Ellerini saçlarına atıp çekiştirdi. Gerçekten çok sinirlenmişti.
"Ruhum çığlık atıyor. Ruhum avaz avaz bağırıyor ama sana yansıtamıyorum. Şuan kendi içimde kendimi öldürüyorum ama sana bir şey diyemiyorum."
Oturduğum yerde iyice küçüldüm. Ben güçsüz biri değilim ama Kayra'nın karşısında savunmasız kalıyordum. Berjeri alıp pencerenin önüne götürdü. Pencereyi açıp oturdu ve cebinden bir paket sigara ve çakmak çıkardı.
"Sigara mı içiyorsun?"
"Kurban olayım sus. Sesini duydukça çıkmaza giriyorum. Bağırıp çağırmam gerekirken susmak zorunda kalıyorum. "

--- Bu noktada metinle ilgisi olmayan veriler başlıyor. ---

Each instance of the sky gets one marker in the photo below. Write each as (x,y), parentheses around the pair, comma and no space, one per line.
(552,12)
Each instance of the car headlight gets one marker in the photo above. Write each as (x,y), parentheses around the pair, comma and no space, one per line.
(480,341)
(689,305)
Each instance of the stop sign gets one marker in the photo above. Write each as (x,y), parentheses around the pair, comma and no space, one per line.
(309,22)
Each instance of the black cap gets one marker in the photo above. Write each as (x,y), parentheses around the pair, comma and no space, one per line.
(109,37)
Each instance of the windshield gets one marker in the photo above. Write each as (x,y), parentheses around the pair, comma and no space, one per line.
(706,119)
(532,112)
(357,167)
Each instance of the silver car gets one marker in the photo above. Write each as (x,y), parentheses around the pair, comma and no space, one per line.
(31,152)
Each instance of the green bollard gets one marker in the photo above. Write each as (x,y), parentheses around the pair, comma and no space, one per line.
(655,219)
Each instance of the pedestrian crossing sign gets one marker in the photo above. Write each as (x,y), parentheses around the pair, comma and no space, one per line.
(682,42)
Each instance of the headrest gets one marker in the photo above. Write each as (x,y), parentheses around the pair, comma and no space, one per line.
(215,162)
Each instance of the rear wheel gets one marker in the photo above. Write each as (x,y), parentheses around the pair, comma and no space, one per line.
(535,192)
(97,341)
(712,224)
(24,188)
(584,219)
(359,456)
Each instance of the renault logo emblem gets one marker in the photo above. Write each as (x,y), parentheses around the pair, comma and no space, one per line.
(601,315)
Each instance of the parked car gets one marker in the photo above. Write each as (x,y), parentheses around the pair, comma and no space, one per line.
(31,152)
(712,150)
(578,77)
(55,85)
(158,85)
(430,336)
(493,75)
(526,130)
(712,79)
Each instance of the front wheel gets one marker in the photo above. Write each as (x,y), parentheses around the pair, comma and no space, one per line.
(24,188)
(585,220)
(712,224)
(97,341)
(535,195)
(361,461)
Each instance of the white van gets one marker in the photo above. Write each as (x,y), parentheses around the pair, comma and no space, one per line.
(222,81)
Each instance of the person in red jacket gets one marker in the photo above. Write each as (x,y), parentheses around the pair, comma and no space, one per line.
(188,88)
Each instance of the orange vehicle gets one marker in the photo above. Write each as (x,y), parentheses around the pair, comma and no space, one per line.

Yatakta uzanıp sigara içişini izledim. Her nefes çekisinde gözlerim doldu ve zihnimde yeni bir anı canlandı.
*************
(İlkim 7 yaşındayken; )Volkan zil zurna sarhoş eve gelmişti. Biricik karısı çalışıyordu kızı ise evde tekti. Yalpalayan adımlarla eve girip kapıyı kapattı. Oturma odasına girdiğinde kızı yerde boyama yapıyordu. Geçip koltuğa oturdu ve sigara paketini çıkarttı. Kızı ise boyalarını bırakıp merakla babasını izlemeye başladı. Volkan kızına bakıp sigarasını dudaklarına götürüp yaktı.
Volkan kızını sevmiyordu. Karısı hamile kaldığında çok sevinmişti ancak bir kızı olacağını öğrendiğinde sevinci kursağında kalmıştı. Erkek çocuğu olmasını istemişti. Bu yüzden kızını, İlkim'i sevmiyordu. Adını bile ağzına almıyor ona Zincir diye sesleniyordu. Küçük kıza adıyla seslenen tek kişi annesiydi.
"O ney baba?" Kız ilk defa babasını sigara içerken görüyordu.
"Çok mu merak ediyorsun ?"
Kız kafasını heyecanla sallayınca Volkan kızını yanına çağırdı.
"Demek merak ettin ha? Bakalım bir daha merak edebilecek misin? "
Hiç düşünmeden sigarasını kızının sırtına bastırdı. "
**********
Hatırladığım anıyla elim sırtımdaki kelebek dövmesine gitti. O izin üzerine yaptırmıştım dövmeyi. Gözümden bir yaş aktı."Neden ağlıyorsun?"
"Sigara içmesen olur mu?" Dediğim an sigarasını söndürdü. Ayağa kalkıp yanıma geldi.
"Sen iste bir daha ağzıma sürmem." Dedi ve yanıma uzandı. Aramızda bariz bir mesafe vardı. O mesafeyi kapatıp başımı omzuna yasladım. Saçımla oynamaya başlamasıyla uykum geldi ve kendimi uykuya teslim ettim.